Was ich bewundernswert finde: Ich habe sie noch nie klagen hören. Auch sie hat manches, das ihr Leben wirklich beeinträchtigt und schwer macht wie Probleme mit den Augen, den Hüften und vielem mehr. Für sie ist das ein Grund, gut für sich zu sorgen, sie schluckt ihr Hagebuttenpulver und macht Gymnastik jeden Tag und kann es kaum erwarten, dass die Gartenarbeit wieder losgeht und sie draußen in ihrem Garten buddeln und allem beim Wachsen zusehen kann. Natürlich wird nach wie vor vieles vom Garten verarbeitet, was sie nicht frisch isst, denn Vorräte für den Winter sind wichtig, das weiß sie nach 97 Lebensjahren.

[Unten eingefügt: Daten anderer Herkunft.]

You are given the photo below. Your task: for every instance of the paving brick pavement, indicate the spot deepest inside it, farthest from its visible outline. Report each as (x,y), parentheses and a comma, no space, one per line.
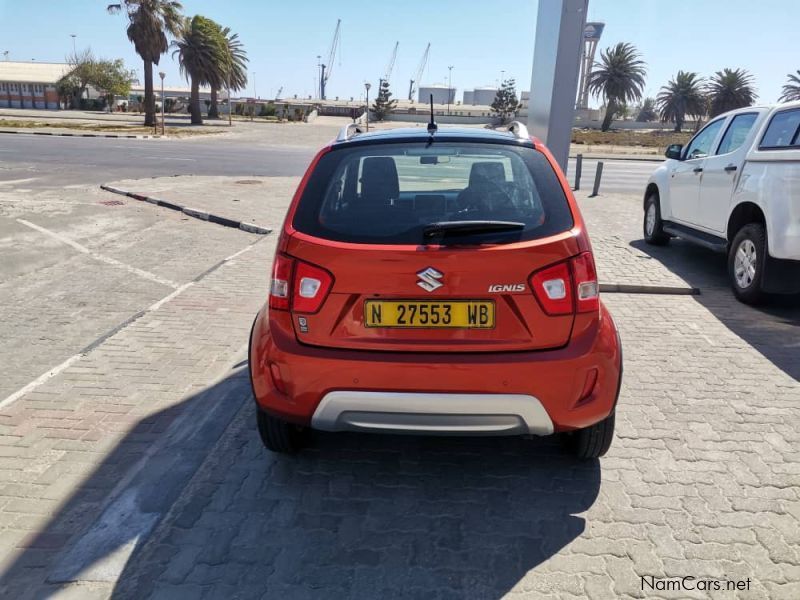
(702,479)
(66,445)
(57,300)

Es kommt von ihr kein böses Wort über jemanden oder etwas. Sie ist zufrieden und dankt jeden Tag, dass sie noch lebt. Sie nimmt die Dinge, wie sie kommen, in restloser Ergebenheit. Sie versucht zu verstehen, was ihr nicht verständlich erscheint. Die moderne Welt überfordert sie in manchem, dennoch fragt sie, erkundigt sich und staunt, was heute alles machbar ist. Sie war begeistert von einer Videokonferenz, die wir mit ihr gemacht haben am Samstag, so konnte sie mit beiden Enkelinnen und mit sprechen, sie fand das großartig (und ein wenig doof, dass sie mit der Technik nun leider nicht mehr umgehen kann, weil ihre Augen das nicht möglich machen). Sie geht zum Gottesdienst und hält Kontakte, soweit es möglich ist. Sie ist die Älteste der Pfarrgemeinde und in ihrer Altersgruppe gibt es kaum mehr Menschen. Sie hat mehr Menschen bestattet als sie lebend kennt und verfolgt nach wie vor das Weltgeschehen. Keine Spur von Demenz. Sie hat für alles vorgesorgt, falls sie stirbt, alles ist geregelt, jeder weiß Bescheid. Sie will auch im Tod keine Mühe machen.
Ich lerne viel. Ich erlebe Altern in beiden Familien auf höchst unterschiedliche Weise. Man kann würdevoll altern und man kann wütend kämpfen. Man kann klar bleiben und in irgendeine Welt diffundieren. Man kann körperlich schwach werden und es annehmen oder darüber lamentieren. Ich beobachte und lerne. Ich denke – wie werde ich sein, falls ich alt werde? Wer weiß. Ich kann mich nur darum bemühen, eine gute Richtung einzuschlagen.
Bei all dem, was gerade da draußen geschieht – es gibt Menschen, die haben den Krieg voll erlebt. Sie wissen, wie das ist. Sie haben sich ihr Leben lang bemüht, so zu leben, dass in ihrem Feld Frieden herrscht. Sie brauchen keinen weiteren Krieg mehr, sondern Schutz und Fürsorge. So, wie das alle Menschen brauchen, egal wo auf der Welt. Allen einen friedvollen Tag. Frieden beginnt in deinem Herzen, in deinem Kopf.